There is every indication that as the national flag carrier, Air Canada, if required, will receive a bailout from Ottawa. Initial signs are that the strength of Air Canada’s financial position means that it won’t need a bailout. It should be recognized that government bailouts are unpredictable, making such an event uncertain.
Positive long-term outlook
After the September 2001 U.S. terrorist attacks, it took roughly two years for air travel to return to normal. After the coronavirus pandemic, it may take even longer, but it will occur. Air Canada is uniquely positioned to capitalize from the tourism and travel recovery when it occurs.
Unlike the U.S. airline industry, there is significantly less competition in Canada. That, along with the strength of Air Canada’s brand and status as the national flag carrier, endows it with a robust economic moat.

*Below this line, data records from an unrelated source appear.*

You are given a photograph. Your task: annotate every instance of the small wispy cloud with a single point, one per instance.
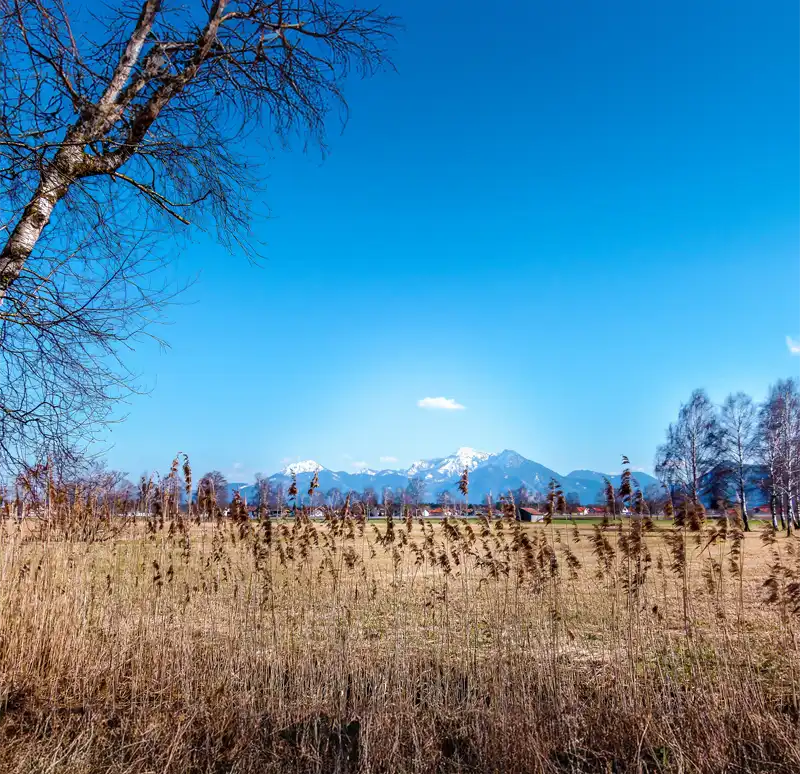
(444, 404)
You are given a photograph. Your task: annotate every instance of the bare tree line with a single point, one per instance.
(722, 454)
(122, 126)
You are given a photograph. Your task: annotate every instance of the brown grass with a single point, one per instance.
(396, 647)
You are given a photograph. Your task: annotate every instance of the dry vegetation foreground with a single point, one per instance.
(397, 647)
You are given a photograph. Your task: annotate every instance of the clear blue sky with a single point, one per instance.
(562, 215)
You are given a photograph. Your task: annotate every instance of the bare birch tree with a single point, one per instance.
(120, 128)
(692, 447)
(781, 432)
(737, 423)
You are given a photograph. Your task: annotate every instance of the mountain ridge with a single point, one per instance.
(490, 474)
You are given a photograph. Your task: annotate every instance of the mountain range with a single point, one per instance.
(489, 474)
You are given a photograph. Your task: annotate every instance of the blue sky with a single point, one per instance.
(563, 216)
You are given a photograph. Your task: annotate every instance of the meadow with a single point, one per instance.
(133, 645)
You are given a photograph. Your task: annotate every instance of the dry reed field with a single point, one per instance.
(287, 645)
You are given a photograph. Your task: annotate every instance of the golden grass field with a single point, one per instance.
(399, 646)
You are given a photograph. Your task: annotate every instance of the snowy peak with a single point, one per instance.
(465, 457)
(421, 466)
(306, 466)
(507, 459)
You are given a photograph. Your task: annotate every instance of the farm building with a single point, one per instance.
(525, 513)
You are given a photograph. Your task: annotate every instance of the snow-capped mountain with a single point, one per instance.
(489, 474)
(455, 464)
(306, 466)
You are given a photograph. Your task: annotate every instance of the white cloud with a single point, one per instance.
(446, 404)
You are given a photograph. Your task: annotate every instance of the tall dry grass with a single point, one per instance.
(164, 645)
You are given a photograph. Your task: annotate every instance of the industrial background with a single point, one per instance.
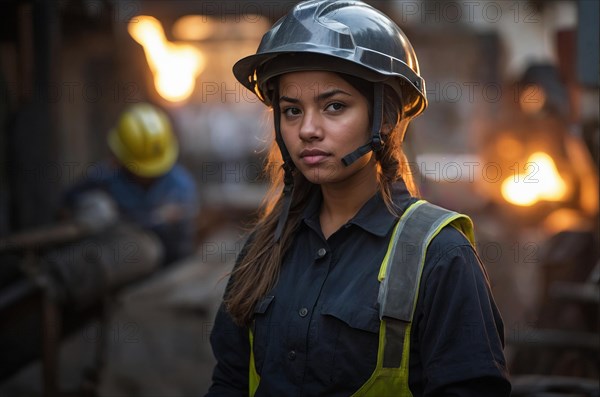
(511, 138)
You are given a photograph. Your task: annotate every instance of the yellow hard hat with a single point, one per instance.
(143, 140)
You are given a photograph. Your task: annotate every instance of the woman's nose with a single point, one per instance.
(310, 128)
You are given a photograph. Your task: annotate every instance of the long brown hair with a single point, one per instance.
(258, 270)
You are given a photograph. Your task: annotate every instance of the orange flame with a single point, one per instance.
(543, 182)
(175, 66)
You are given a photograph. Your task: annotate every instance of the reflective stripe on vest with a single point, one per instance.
(400, 276)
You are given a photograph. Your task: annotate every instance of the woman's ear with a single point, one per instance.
(386, 128)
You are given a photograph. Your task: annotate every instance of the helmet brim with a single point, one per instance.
(255, 72)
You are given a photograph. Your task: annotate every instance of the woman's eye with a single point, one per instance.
(335, 107)
(290, 112)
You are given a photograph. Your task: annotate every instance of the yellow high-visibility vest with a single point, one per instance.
(399, 277)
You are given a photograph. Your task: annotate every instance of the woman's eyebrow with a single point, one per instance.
(322, 96)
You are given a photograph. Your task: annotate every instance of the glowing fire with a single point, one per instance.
(542, 182)
(175, 66)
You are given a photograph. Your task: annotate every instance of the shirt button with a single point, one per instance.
(292, 355)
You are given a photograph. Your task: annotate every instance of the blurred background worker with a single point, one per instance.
(143, 178)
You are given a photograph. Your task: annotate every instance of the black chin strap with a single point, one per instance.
(375, 144)
(288, 176)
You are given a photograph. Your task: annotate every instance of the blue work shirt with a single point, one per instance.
(316, 333)
(167, 207)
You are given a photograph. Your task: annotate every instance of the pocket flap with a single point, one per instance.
(262, 305)
(360, 317)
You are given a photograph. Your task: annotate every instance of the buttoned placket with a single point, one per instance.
(302, 328)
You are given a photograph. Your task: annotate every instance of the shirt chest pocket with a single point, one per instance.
(262, 330)
(351, 334)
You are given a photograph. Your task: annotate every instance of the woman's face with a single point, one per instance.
(323, 119)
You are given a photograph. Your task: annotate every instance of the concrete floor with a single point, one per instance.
(157, 336)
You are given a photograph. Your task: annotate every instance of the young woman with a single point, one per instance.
(348, 284)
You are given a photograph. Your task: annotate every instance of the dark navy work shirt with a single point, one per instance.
(317, 332)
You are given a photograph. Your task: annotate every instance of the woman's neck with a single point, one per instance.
(341, 201)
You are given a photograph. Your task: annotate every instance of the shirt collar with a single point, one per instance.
(374, 216)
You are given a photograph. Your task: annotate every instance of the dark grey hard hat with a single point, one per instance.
(341, 36)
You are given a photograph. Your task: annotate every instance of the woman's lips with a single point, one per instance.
(313, 156)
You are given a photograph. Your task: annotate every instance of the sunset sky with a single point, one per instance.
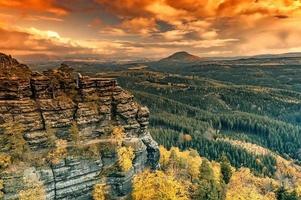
(149, 28)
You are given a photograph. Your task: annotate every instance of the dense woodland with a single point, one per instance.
(212, 116)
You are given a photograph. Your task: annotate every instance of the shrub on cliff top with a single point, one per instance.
(99, 192)
(125, 158)
(59, 152)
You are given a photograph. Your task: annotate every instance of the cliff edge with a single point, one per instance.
(58, 101)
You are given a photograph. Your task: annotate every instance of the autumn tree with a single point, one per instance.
(59, 152)
(1, 188)
(16, 142)
(34, 189)
(283, 194)
(5, 160)
(118, 135)
(158, 185)
(125, 158)
(74, 133)
(99, 192)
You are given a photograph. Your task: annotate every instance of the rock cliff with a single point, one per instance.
(56, 100)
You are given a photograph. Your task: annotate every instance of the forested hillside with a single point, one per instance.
(226, 118)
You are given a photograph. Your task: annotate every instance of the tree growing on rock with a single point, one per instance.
(16, 142)
(118, 135)
(34, 189)
(125, 158)
(74, 133)
(99, 192)
(59, 152)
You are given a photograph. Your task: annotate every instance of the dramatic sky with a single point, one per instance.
(148, 28)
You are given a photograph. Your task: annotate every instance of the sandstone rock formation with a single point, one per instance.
(55, 100)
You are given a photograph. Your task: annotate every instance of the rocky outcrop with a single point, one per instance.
(55, 100)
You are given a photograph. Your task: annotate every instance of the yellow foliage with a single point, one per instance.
(99, 192)
(15, 132)
(125, 158)
(74, 133)
(164, 157)
(118, 135)
(245, 186)
(59, 152)
(1, 188)
(182, 163)
(5, 160)
(35, 190)
(157, 185)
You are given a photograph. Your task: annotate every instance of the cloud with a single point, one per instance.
(150, 27)
(50, 6)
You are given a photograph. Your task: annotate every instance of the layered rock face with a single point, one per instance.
(55, 100)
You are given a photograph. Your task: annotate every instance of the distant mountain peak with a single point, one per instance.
(181, 56)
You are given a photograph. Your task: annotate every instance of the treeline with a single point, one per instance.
(276, 135)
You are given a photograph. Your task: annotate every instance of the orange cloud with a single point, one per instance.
(49, 6)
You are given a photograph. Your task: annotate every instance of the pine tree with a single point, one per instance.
(208, 188)
(226, 169)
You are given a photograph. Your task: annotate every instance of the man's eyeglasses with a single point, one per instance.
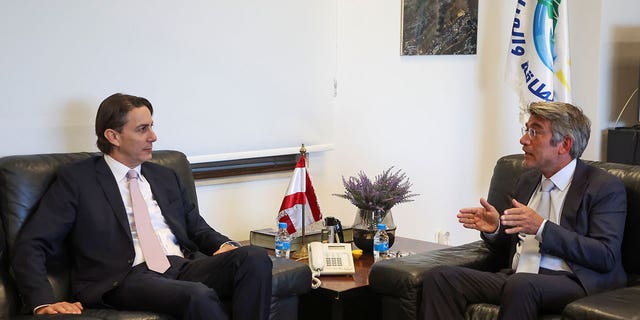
(531, 132)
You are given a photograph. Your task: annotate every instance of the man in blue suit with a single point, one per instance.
(553, 257)
(89, 205)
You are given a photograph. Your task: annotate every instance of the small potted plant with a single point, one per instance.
(374, 200)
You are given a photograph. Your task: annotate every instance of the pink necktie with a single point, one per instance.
(527, 257)
(151, 249)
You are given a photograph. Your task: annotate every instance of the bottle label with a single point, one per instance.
(283, 245)
(381, 247)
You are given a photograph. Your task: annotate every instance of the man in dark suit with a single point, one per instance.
(558, 247)
(90, 206)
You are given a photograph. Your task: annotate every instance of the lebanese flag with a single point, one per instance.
(299, 193)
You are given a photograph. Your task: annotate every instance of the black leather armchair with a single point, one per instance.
(23, 181)
(399, 281)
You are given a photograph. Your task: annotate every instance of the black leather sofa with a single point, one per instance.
(399, 281)
(23, 181)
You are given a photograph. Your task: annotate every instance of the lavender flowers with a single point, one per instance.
(388, 189)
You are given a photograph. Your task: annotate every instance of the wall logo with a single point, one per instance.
(538, 62)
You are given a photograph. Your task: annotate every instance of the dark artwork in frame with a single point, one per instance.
(445, 27)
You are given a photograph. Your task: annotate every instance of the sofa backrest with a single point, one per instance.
(509, 168)
(23, 181)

If you had of bought Air Canada 10 years ago at the end of the last major bear market, you would have earned a return of 713%, even after the last price crash. That equates to an impressive compound annual growth rate (CAGR) of 23%. After the latest sharp decline in Air Canada’s share price, there is every indication that it will generate similar long-term returns, although past returns are no guarantee of future performance.